Two events, one of destruction and one of construction, explain why the 1854 map shows the house to be L-shaped while the 1985 picture (at the top of this page) shows a T-shaped house. The destructive event was an extensive fire started by the IRA which destroyed the back section on the right hand side. They set the fire because there was a rumour that the Black and Tans, their arch foes, were about to set up camp there, and they sought to pre-empt this. According to some accounts, the Black and Tans had no such plan. For now, I cannot verify either account. Later, what remained of the house did end up being a place used by the  IRA, another one of those twists of fate particular to this region.

The addition that looks like a stub of the T at the back of the house in the 1985 photograph was added in the early 1950s when amenities such as running water, electricity and indoor toilets were added. Before then, Annie Lynch, the widow who lived there with her four boys, had to go to the village for batteries to run the radio. Everything else was run by people power. Her son has told me that the water was pumped, and the lavatory was outside the house in a stone walled structure known as The Sugar House. Clearly the connotation is different than what it would be in Canada where a sugar shack is where maple sugar is made.

If we could time travel back a 150 years or so, we would see Andrew Coulter Bradford’s widowed mother and maiden sisters and nieces living out their natural days. We would see the frequent visitors from Urker and Liscalgot and Shortstone and other nearby townlands who stayed overnight. We would also see the grief in 1874 of Thomas Jackson, the yet-to-be-knighted HSBC banker based in Hong Kong, when his infant daughter died unexpectedly. She died when he and his young wife were enjoying their first visit to Ireland since he had left more than a decade earlier. They were proud to be showing off their young family to their various relations. Baby Edith Bradford Jackson was only four months old when she died.
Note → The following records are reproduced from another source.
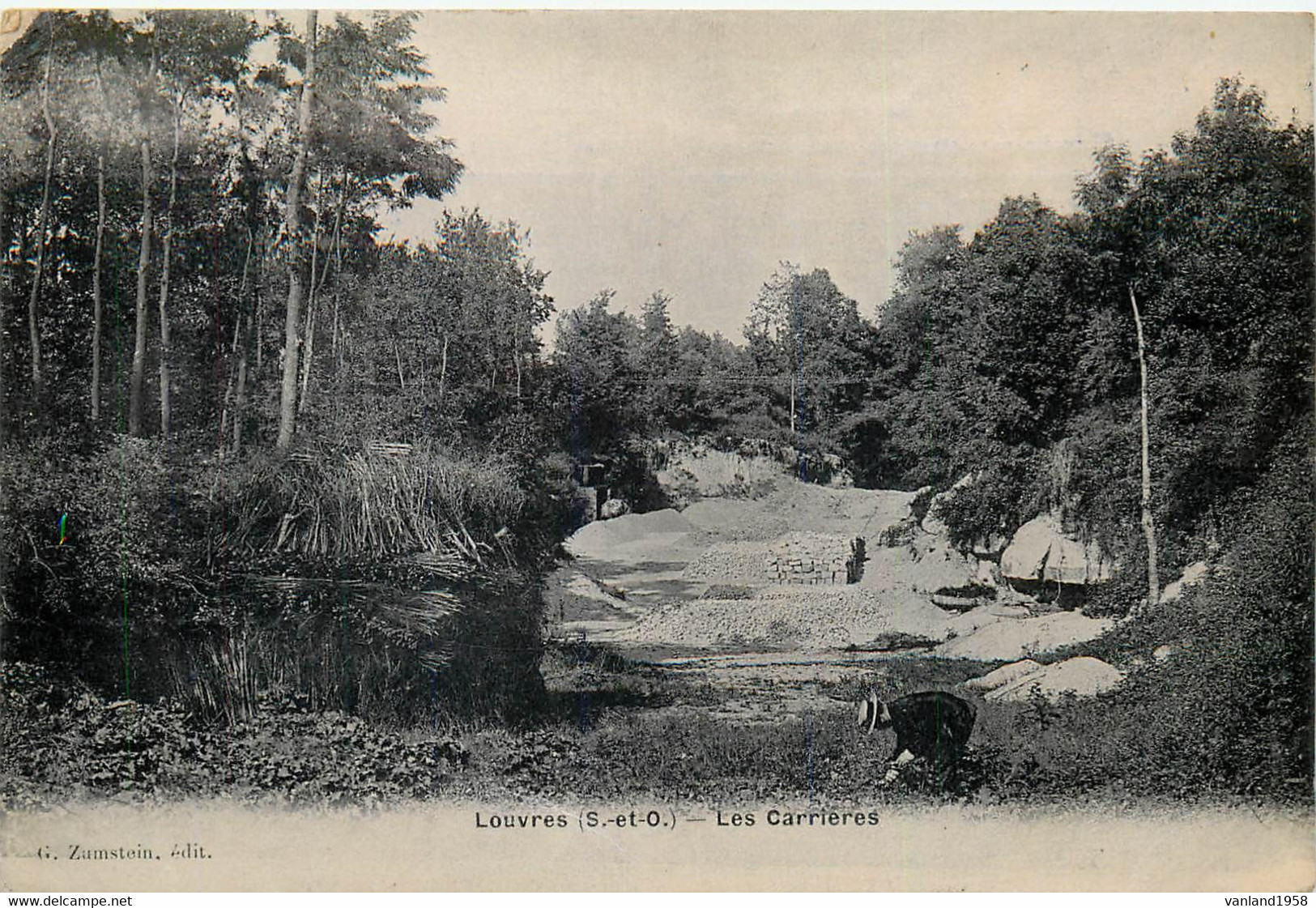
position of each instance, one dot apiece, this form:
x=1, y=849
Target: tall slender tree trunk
x=166, y=245
x=98, y=262
x=6, y=492
x=143, y=263
x=236, y=390
x=316, y=288
x=309, y=330
x=257, y=301
x=1148, y=524
x=292, y=221
x=6, y=238
x=98, y=307
x=38, y=392
x=442, y=371
x=337, y=267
Her memorial in the family grave site at Creggan Church is the only Jackson family memorial that is still legible.

Understanding all of these family dynamics and experiences goes some distance to explaining why Sir Thomas Jackson retained such a keen interest in Cavananore well into the 20th Century. It was one of the many properties in the area adding up to more than 800 acres that he purchased in his later life and held until his death in 1915. He never returned to live in Ireland, dying at his desk on Lombard Street in London, but a significant part of his heart remained with this land and these people - his people. This was clear right up to the time of his very last posted letter.